On Jan 25, 2008 6:44 AM, Tim Starling tstarling@wikimedia.org wrote:
HTML+CSS is a well-specified format which aims to support output to all media types. It separates structure from presentation and provides for semantic annotation. There is a lot more content available in HTML+CSS than in any of the wikitext markup languages. That's why I wish research efforts were focused on analysis and conversion of this common language. Why would you want to convert directly from one restricted subset of HTML to an even more restricted subset? Why not improve annotation of MediaWiki's HTML output to make it more reuseable, and produce an HTML to MediaWiki wikitext converter?
Because for some purposes (e.g., a WYSIWYG editor), conversion both ways needs to be lossless, which it almost certainly won't be. You could do very verbose comments, but those immediately break when the user actually edits something (in the WYSIWYG case). If MediaWiki had been designed from the beginning to internally store almost everything as HTML, it would be at least conceivably doable to have a JavaScript HTML-to-wikitext converter that would be lossless, given appropriate annotation of the HTML (for templates, images, extensions, etc.). With wikitext, that's almost certainly impossible, so you have to just throw something together and hope it works well enough in most cases.
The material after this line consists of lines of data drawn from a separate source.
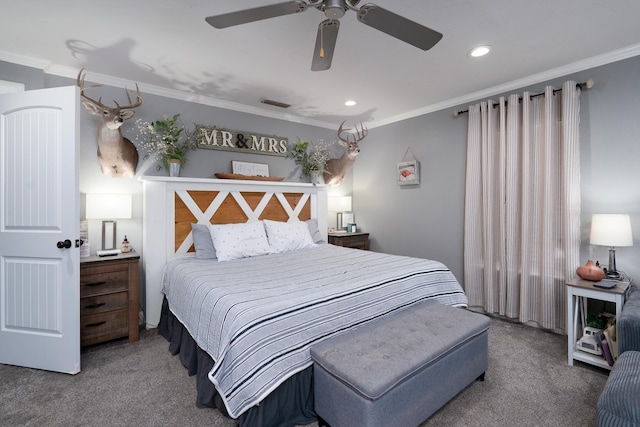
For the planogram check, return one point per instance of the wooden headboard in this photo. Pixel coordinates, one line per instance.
(171, 205)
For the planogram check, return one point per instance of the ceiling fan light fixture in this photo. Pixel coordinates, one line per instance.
(334, 9)
(479, 51)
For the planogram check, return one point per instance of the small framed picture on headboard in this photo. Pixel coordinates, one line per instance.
(249, 169)
(408, 172)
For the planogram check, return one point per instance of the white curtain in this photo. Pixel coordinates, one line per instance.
(522, 205)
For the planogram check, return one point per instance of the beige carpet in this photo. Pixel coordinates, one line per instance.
(528, 383)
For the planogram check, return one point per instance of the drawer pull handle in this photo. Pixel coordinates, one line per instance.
(95, 283)
(100, 304)
(93, 325)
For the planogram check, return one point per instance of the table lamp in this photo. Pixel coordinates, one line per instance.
(340, 205)
(611, 230)
(108, 208)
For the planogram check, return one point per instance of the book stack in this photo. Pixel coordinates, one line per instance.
(608, 342)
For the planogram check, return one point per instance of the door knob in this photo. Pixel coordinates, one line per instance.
(66, 244)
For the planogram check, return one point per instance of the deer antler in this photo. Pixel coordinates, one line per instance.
(138, 102)
(81, 85)
(359, 136)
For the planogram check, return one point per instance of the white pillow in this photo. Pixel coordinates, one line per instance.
(288, 236)
(233, 241)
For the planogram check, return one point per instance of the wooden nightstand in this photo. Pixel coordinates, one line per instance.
(350, 240)
(109, 298)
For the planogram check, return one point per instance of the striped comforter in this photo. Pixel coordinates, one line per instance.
(257, 317)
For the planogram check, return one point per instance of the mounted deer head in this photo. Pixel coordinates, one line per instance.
(337, 169)
(116, 154)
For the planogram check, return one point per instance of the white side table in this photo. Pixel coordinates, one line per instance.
(578, 291)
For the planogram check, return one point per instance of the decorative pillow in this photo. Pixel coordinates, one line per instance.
(314, 230)
(202, 241)
(288, 236)
(233, 241)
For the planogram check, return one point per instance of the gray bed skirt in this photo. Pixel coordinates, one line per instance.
(290, 404)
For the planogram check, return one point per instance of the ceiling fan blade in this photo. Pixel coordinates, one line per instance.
(256, 14)
(399, 27)
(325, 45)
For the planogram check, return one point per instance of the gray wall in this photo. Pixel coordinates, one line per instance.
(202, 163)
(424, 220)
(427, 220)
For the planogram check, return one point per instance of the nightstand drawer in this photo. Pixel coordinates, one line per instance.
(102, 303)
(103, 279)
(350, 240)
(103, 326)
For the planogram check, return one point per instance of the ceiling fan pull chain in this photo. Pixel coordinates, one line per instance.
(321, 41)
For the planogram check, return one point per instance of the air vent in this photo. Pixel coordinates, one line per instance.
(275, 103)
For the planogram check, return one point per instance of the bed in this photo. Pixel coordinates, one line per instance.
(245, 326)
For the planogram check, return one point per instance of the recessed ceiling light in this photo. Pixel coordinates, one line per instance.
(479, 51)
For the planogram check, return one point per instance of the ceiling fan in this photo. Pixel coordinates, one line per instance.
(369, 14)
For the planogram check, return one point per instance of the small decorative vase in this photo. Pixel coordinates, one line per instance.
(174, 167)
(590, 271)
(314, 177)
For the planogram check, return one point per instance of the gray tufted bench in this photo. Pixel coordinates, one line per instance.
(399, 369)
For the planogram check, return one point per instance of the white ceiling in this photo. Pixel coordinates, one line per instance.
(167, 47)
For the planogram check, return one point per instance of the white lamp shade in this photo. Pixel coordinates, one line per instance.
(611, 230)
(108, 206)
(339, 203)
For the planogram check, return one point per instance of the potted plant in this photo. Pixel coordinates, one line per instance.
(166, 140)
(312, 158)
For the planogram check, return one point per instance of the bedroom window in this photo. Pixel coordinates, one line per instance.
(522, 207)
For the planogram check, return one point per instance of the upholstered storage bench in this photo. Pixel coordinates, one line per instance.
(399, 369)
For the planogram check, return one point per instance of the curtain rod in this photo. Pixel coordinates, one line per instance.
(585, 85)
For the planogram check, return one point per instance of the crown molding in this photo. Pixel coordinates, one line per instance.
(574, 67)
(70, 72)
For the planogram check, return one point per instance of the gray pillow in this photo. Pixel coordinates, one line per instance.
(202, 241)
(314, 230)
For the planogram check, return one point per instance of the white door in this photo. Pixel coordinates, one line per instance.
(39, 225)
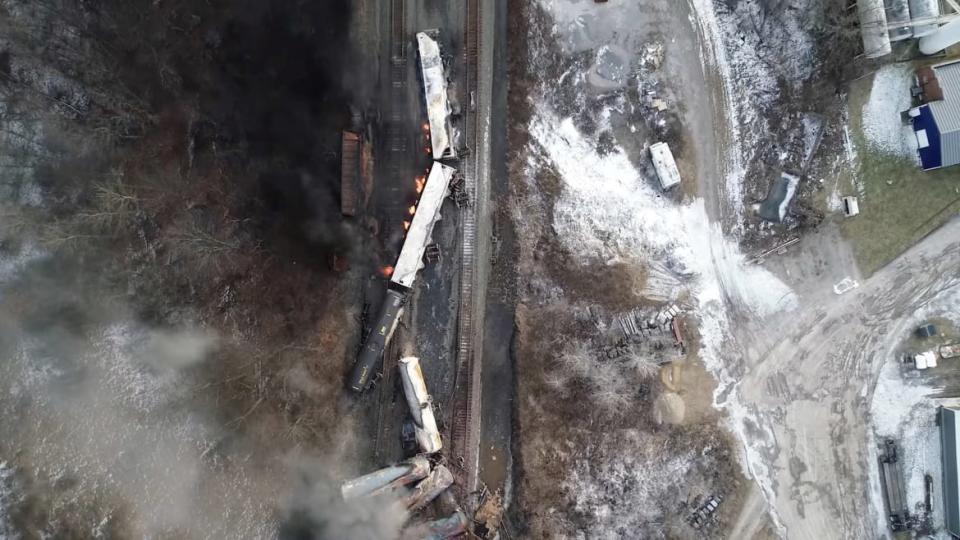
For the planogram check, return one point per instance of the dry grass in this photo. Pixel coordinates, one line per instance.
(900, 203)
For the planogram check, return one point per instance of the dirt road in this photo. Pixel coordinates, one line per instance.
(806, 384)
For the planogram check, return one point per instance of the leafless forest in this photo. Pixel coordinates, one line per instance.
(167, 175)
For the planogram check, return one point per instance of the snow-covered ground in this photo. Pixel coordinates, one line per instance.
(609, 210)
(8, 497)
(902, 408)
(882, 127)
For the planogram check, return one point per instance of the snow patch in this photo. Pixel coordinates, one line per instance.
(902, 408)
(890, 96)
(608, 211)
(9, 496)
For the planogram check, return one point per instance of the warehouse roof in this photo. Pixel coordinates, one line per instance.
(951, 479)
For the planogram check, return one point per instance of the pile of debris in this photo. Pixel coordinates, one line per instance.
(413, 484)
(704, 514)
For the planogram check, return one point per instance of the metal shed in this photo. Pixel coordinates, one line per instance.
(950, 478)
(937, 123)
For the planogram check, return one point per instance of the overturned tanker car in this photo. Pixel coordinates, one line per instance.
(410, 261)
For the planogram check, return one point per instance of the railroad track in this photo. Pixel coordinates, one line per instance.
(464, 438)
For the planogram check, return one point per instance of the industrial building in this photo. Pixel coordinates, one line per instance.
(951, 465)
(936, 123)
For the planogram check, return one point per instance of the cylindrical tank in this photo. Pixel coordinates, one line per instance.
(898, 19)
(372, 350)
(946, 36)
(924, 10)
(873, 28)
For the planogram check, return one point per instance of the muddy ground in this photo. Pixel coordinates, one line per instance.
(603, 447)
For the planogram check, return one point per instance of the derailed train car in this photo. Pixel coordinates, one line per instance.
(410, 261)
(435, 96)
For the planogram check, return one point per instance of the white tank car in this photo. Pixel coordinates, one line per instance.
(421, 407)
(420, 233)
(435, 94)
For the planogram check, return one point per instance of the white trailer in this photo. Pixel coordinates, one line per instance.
(386, 480)
(435, 94)
(421, 406)
(419, 234)
(665, 165)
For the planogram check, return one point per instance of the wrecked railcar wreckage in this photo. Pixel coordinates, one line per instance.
(418, 481)
(419, 235)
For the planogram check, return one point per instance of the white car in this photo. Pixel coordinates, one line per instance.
(844, 285)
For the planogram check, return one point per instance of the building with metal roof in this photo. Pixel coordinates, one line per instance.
(951, 479)
(936, 123)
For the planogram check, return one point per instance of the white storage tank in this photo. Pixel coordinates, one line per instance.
(665, 165)
(898, 19)
(946, 36)
(873, 28)
(927, 11)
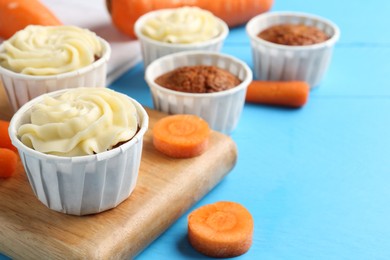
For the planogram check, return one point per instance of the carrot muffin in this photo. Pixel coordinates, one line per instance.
(293, 34)
(198, 79)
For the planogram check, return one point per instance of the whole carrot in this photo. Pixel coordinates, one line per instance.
(15, 15)
(223, 229)
(124, 13)
(278, 93)
(8, 162)
(5, 140)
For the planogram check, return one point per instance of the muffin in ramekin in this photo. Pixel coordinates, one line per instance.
(81, 147)
(167, 31)
(276, 61)
(41, 59)
(221, 109)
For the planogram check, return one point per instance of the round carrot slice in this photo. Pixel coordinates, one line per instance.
(5, 140)
(181, 136)
(222, 229)
(8, 162)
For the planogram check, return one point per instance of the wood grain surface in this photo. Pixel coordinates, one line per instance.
(165, 190)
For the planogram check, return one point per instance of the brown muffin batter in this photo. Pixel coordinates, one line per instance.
(198, 79)
(293, 34)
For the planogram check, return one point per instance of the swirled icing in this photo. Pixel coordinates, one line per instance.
(81, 121)
(50, 50)
(182, 25)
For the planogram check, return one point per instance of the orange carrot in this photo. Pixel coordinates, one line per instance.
(5, 141)
(181, 136)
(17, 14)
(124, 13)
(280, 93)
(223, 229)
(8, 162)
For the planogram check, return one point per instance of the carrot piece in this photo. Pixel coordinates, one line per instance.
(15, 15)
(5, 140)
(222, 229)
(8, 162)
(181, 136)
(282, 93)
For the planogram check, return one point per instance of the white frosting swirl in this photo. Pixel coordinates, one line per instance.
(81, 121)
(50, 50)
(182, 25)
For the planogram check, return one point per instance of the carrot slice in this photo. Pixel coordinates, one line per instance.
(8, 162)
(281, 93)
(15, 15)
(222, 229)
(5, 140)
(181, 136)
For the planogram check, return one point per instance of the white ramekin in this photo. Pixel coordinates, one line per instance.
(281, 62)
(152, 49)
(84, 184)
(221, 110)
(21, 88)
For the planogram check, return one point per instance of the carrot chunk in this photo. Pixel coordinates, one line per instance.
(15, 15)
(5, 141)
(181, 136)
(223, 229)
(8, 162)
(279, 93)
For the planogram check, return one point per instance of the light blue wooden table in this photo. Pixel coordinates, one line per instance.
(316, 179)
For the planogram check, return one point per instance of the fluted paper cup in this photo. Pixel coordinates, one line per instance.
(282, 62)
(221, 110)
(21, 88)
(81, 185)
(152, 49)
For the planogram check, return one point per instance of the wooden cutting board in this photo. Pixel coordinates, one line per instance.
(165, 190)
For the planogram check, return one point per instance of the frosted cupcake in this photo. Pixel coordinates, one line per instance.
(167, 31)
(81, 148)
(41, 59)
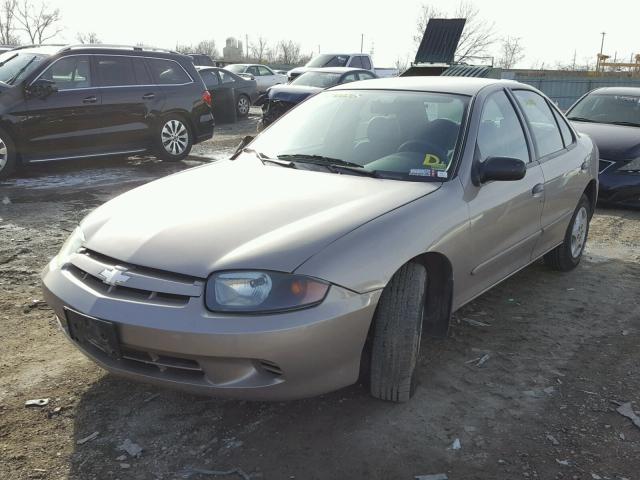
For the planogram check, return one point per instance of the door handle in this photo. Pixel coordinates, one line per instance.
(538, 190)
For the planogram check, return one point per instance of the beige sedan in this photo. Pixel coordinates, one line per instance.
(352, 226)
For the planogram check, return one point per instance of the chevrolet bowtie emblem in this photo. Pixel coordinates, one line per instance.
(114, 276)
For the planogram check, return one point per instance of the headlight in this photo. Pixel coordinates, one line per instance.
(260, 291)
(632, 166)
(69, 247)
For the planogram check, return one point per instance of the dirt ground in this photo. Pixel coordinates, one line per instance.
(562, 349)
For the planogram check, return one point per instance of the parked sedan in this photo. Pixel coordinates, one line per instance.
(611, 117)
(281, 98)
(364, 216)
(231, 95)
(263, 75)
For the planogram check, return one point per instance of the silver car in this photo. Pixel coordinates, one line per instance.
(352, 226)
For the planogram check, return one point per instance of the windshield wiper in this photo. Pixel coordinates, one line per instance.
(582, 119)
(319, 160)
(264, 158)
(21, 71)
(628, 124)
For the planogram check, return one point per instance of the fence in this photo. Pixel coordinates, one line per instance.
(566, 90)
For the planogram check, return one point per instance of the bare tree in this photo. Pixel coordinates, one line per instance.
(259, 49)
(477, 36)
(511, 52)
(38, 21)
(89, 37)
(288, 52)
(8, 34)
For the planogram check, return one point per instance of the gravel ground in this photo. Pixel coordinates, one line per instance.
(562, 349)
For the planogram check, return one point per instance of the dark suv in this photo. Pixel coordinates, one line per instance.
(64, 102)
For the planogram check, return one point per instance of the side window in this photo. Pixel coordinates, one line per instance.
(167, 72)
(365, 76)
(70, 72)
(210, 78)
(226, 77)
(115, 71)
(140, 70)
(567, 136)
(500, 133)
(349, 78)
(543, 123)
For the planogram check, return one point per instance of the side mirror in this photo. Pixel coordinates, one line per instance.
(243, 143)
(41, 88)
(500, 169)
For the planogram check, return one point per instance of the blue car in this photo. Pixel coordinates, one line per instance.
(611, 117)
(281, 98)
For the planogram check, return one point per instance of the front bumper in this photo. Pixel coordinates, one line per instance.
(268, 357)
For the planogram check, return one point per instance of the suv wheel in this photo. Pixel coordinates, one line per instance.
(7, 155)
(243, 106)
(567, 256)
(174, 140)
(397, 328)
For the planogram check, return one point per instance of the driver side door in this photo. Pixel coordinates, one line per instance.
(504, 216)
(67, 123)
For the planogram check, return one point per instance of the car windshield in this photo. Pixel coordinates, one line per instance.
(328, 61)
(394, 134)
(236, 68)
(317, 79)
(16, 65)
(607, 108)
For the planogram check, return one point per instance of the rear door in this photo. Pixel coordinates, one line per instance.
(564, 167)
(67, 123)
(129, 99)
(504, 215)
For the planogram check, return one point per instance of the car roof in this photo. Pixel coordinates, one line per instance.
(460, 85)
(617, 91)
(336, 70)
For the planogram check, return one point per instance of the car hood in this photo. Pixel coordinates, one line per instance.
(615, 142)
(239, 214)
(292, 93)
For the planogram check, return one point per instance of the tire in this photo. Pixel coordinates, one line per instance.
(397, 328)
(173, 139)
(7, 155)
(566, 256)
(242, 106)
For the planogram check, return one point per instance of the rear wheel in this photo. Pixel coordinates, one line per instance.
(567, 256)
(397, 329)
(7, 155)
(174, 139)
(243, 106)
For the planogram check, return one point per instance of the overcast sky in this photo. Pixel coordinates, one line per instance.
(551, 30)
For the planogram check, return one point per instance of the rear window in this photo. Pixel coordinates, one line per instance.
(167, 72)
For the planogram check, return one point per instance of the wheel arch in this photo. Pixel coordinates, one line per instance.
(439, 295)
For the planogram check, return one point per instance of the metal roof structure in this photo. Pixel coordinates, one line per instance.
(440, 40)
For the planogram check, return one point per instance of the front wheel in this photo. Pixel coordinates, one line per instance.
(567, 256)
(7, 155)
(397, 328)
(243, 106)
(174, 139)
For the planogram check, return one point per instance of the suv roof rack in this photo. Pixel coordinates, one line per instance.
(137, 48)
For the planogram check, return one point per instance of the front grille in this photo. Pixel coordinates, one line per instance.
(604, 165)
(162, 363)
(142, 283)
(271, 367)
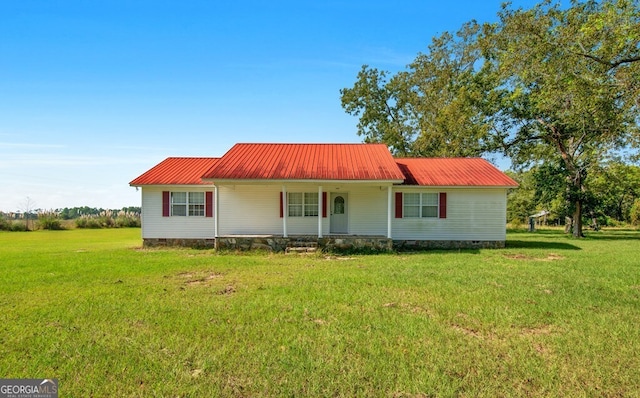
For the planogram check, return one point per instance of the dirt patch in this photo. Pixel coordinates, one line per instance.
(227, 290)
(524, 257)
(338, 258)
(198, 278)
(537, 331)
(553, 256)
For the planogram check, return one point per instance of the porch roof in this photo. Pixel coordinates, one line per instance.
(453, 172)
(305, 162)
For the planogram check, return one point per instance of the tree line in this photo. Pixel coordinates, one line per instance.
(556, 90)
(612, 199)
(69, 213)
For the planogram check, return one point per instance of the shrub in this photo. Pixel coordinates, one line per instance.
(635, 213)
(19, 226)
(5, 225)
(49, 220)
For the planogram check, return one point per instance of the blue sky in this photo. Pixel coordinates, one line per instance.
(94, 93)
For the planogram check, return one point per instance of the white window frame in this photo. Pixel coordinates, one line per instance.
(192, 205)
(419, 207)
(304, 204)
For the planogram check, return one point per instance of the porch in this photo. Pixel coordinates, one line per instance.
(301, 243)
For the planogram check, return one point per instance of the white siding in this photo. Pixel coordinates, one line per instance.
(155, 226)
(472, 214)
(368, 211)
(255, 209)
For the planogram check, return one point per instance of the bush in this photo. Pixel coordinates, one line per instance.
(5, 225)
(49, 220)
(635, 213)
(19, 226)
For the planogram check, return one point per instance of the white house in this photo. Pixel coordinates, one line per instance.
(334, 194)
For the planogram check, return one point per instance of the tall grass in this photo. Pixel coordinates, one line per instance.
(109, 219)
(547, 316)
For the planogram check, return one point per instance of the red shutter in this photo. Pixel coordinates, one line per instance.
(208, 204)
(398, 204)
(165, 204)
(324, 204)
(443, 205)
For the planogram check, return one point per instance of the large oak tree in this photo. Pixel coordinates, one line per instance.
(548, 84)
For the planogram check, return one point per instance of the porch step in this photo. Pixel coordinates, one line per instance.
(301, 247)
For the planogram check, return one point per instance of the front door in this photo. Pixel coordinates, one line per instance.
(339, 218)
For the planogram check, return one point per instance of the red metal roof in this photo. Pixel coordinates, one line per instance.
(453, 172)
(371, 162)
(176, 171)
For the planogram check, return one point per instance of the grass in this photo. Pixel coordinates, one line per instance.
(547, 316)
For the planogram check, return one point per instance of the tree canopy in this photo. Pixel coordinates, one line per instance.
(545, 85)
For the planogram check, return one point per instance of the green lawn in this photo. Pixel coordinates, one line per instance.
(547, 316)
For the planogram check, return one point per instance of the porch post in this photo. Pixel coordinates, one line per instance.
(320, 212)
(285, 211)
(389, 210)
(216, 206)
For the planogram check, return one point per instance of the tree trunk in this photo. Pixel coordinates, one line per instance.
(577, 220)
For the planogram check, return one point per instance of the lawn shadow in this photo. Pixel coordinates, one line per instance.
(620, 234)
(526, 244)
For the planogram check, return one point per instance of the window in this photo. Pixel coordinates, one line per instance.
(187, 203)
(196, 204)
(295, 204)
(178, 203)
(303, 204)
(420, 205)
(310, 205)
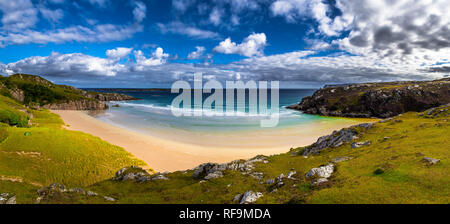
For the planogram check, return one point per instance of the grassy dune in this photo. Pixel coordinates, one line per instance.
(405, 178)
(47, 153)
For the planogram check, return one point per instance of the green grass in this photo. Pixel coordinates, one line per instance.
(11, 112)
(52, 154)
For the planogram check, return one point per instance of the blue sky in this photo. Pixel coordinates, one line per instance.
(152, 43)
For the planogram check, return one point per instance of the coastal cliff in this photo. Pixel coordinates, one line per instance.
(380, 100)
(37, 92)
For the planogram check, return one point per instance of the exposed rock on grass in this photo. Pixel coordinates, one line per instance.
(7, 198)
(134, 173)
(360, 144)
(431, 161)
(213, 170)
(322, 172)
(249, 197)
(336, 139)
(341, 159)
(376, 99)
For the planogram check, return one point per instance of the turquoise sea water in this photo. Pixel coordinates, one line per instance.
(154, 111)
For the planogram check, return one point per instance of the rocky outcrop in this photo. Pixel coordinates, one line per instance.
(78, 105)
(137, 174)
(62, 194)
(336, 139)
(209, 171)
(431, 161)
(248, 197)
(7, 198)
(376, 99)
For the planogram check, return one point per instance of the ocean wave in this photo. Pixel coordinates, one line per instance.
(207, 112)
WYSIWYG is really the main motivation I see behind constructing a well-defined format of any kind. It would be nice if we could interoperate a little better with third parties, but I haven't seen any compelling application that needs this, and couldn't just use the HTML with maybe some comments to indicate templates. The compelling utility of interoperability is not with third parties, but with clients -- our own users' web browsers.
Unfortunately, this is probably not ever going to happen. Or at least not for a long, long time.